Le prince Charles de Bourbon des Deux-Siciles est un descendant du roi Ferdinand II. En 1961, le roi François II, fils de Ferdinand II, a été destitué par les troupes de Garibaldi lors de l’unification de l’Italie en un seul grand royaume, au nom du roi Victor-Emmanuel II de Sardaigne, de la famille de Savoie. Avant la création de l’Italie, la péninsule était occupée par une myriade de royaumes, grands-duchés, principautés et même républiques. Le royaume des Deux-Siciles était l’un d’entre eux et le plus grand, occupant la moitié inférieure de l’Italie actuelle.

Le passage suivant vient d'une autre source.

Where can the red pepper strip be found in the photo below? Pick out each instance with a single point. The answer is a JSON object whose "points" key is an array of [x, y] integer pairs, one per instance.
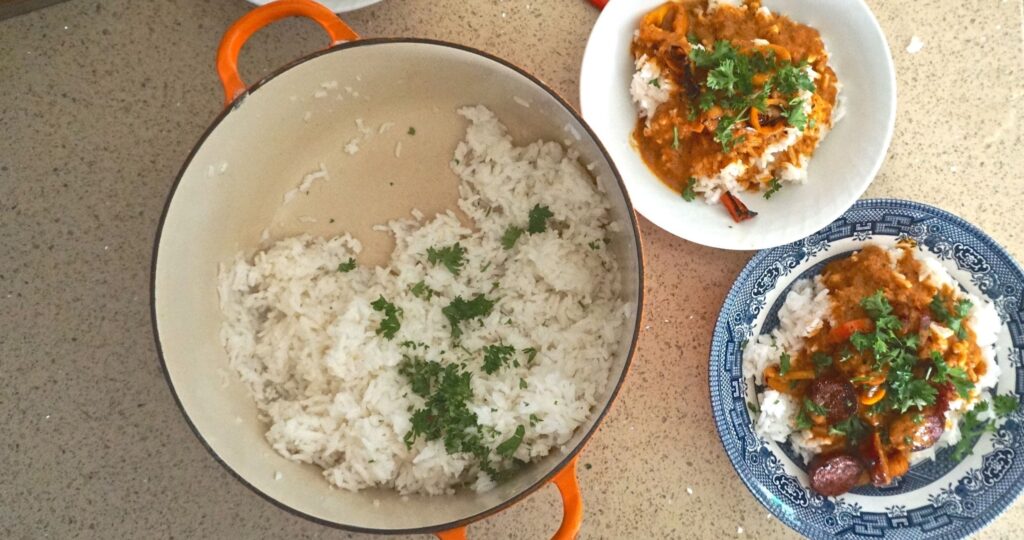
{"points": [[737, 210]]}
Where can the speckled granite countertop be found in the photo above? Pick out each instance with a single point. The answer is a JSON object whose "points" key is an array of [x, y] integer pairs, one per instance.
{"points": [[102, 100]]}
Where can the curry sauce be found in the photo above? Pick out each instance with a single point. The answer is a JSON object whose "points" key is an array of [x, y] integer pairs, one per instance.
{"points": [[876, 380], [729, 73]]}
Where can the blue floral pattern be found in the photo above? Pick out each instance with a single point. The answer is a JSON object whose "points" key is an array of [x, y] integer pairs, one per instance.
{"points": [[940, 498]]}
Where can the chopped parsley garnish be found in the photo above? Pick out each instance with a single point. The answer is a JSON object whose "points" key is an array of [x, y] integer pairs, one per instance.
{"points": [[952, 320], [943, 373], [898, 352], [390, 325], [508, 448], [814, 408], [729, 85], [791, 79], [511, 236], [497, 357], [1005, 405], [453, 257], [972, 427], [446, 415], [688, 194], [422, 374], [420, 290], [539, 216], [795, 115], [773, 187], [783, 364], [460, 310]]}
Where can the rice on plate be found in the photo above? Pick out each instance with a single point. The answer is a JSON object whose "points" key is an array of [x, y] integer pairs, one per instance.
{"points": [[873, 366], [475, 350]]}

Le royaume de Sicile a été créé en 1130 et le royaume de Naples a pris son indépendance en 1282. Les deux royaumes ont été dirigés séparément ou par les mêmes souverains au fil des époques, jusqu’à leur union en 1816 sous le nom de royaume des Deux-Siciles. Plusieurs dynasties et maisons ont régné sur ce territoire. La famille de Bourbon, qui descend du roi Philippe V d’Espagne, lui-même étant le petit-fils du roi Louis XIV de France, a régné sur les territoires de Naples et de la Sicile à partir de 1734.

Le chef de la famille royale des Deux-Siciles est le grand maître des ordres dynastiques familiaux, vestiges des anciennes décorations remises durant l’époque du royaume des Deux-Siciles. Les ordres familiaux sont l’ordre royal de Saint-Janvier, l’ordre royal de Saint Ferdinand et du Mérite, l’ordre royal de François 1er, l’ordre militaire de Saint-Georges la Réunion et l’ordre sacré et militaire constantinien de Saint-Georges. La plupart de ces ordres sont décernés comme des distinctions, tandis que l’ordre constantinien de Saint-Georges peut être rejoint par des membres désirant perpétuer les vertus chevaleresques. L’État italien a toujours formellement reconnu la légitimité de l’Ordre et, depuis 1963, a autorisé les citoyens italiens à porter ses décorations conformément à l’article 7 de la loi 178 du 3 mars 1951. L’Ordre a également obtenu le statut consultatif auprès du Conseil économique et social des Nations Unies (ECOSOC) le 1er août 2011, en reconnaissance de l’appréciation par le comité de l’ONU des nombreuses activités humanitaires entreprises dans le monde entier au profit des plus démunis.